DNAnexus Enables Seamless Assembly of PacBio Data for J. Craig Venter Genome

Cloud Platform Facilitates and Speeds Reference Quality De Novo Whole Genome Sequencing


DNAnexus Inc., a pioneer in cloud-based genome informatics and data management, today announced that it now offers whole genome assembly using long read sequencing data generated by the PacBio RS II. To demonstrate the new capability, DNAnexus and PacBio researchers used Daligner written by Gene Myers and PacBio's FALCON genome assembler to perform de novo genome assembly of the complete genome of J. Craig Venter, a pioneer in genome sequencing, on the DNAnexus cloud platform.

The first human reference genome was published back in 2001, and it was a multiyear effort with a price tag in the billions. Venter is the first single individual reference genome, published in 2007. DNAnexus and PacBio were able to create a higher resolution version of his genome reference, capturing important structural variant information, in a fraction of the original time and cost.
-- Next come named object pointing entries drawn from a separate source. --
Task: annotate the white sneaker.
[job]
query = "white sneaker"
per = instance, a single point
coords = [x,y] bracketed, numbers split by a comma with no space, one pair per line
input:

More details on this announcement can be found here.

De novo genome assembly is a data and compute intensive task. Researchers performing de novo processing often find that their local infrastructure does not have the available resources or expertise necessary for the complex assemblies. The DNAnexus platform gives scientists access to massive computational resources on a cost-effective, on-demand basis and has packaged the FALCON assembler in a way that can be run without complicated installation.

The cost to assemble a genome depends on the genome size, complexity, and chosen coverage. Human genome assembly at 50 - 80x coverage can be completed in less than 48 hours and priced between $5,000 and $10,000 on the DNAnexus platform. Democratizing reference genomes via de novo assembly provides research labs of all sizes the ability to create their own reference genomes, lowering local cluster infrastructure requirements, and shortening time to results.
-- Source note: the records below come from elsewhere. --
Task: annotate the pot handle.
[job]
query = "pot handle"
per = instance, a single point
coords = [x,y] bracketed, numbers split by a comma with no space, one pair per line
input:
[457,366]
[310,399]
The ability to create a novel de novo reference genome, whether it be for more accurate remapping of human populations such as the Asian Reference Genome Project, or for crops with no existing reference, has the potential for advancing breakthroughs in scientific discovery.

"The DNAnexus platform brings the capability to perform full de novo assembly of complex genomes into the reach of more scientists," said Michael Hunkapiller, Chief Executive Officer of Pacific Biosciences. "It is essential to have full and accurate de novo human genome assemblies to facilitate our understanding of disease, and it's terrific that the DNAnexus platform allows researchers to leverage PacBio tools and massive datasets to conduct these types of pioneering research projects in the cloud."
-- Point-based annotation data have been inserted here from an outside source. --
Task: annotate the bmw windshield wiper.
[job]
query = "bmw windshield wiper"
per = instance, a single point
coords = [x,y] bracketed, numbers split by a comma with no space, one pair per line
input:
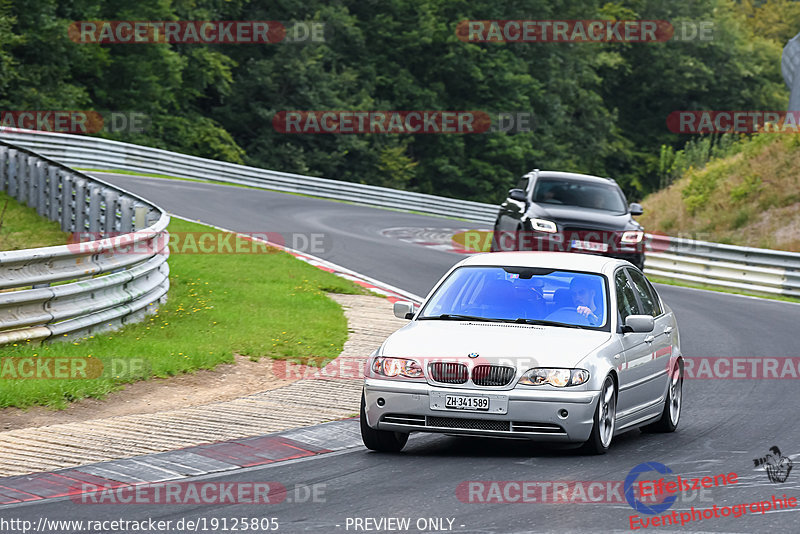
[460,317]
[542,322]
During PacBio's Friday lunchtime workshop at the 16th annual Advances in Genome Biology and Technology, Dr. W. Richard McCombie from Cold Spring Harbor Laboratory announced the fastest human genome assembly in history was just completed that day on DNAnexus. DNAnexus ran FALCON on a breast cancer genome cell line from MSKCC, which completed in less than 21 hours. DNAnexus is in collaboration with PacBio to develop new features and improve current PacBio assembly technology in the cloud. FALCON, along with full datasets of Drosophila, Arabidopsis, and CHM13, and MSKCC can be found on the DNAnexus platform under "featured projects." Venter's PacBio data will become available pending publication.

"We are thrilled to support PacBio to further improve powerful long-read technology," said Richard Daly, CEO, DNAnexus. "We are seeing a growing presence and pace of PacBio adoption across genomic centers worldwide and are proud that the DNAnexus platform provides a high-speed data management solution for PacBio data and tools."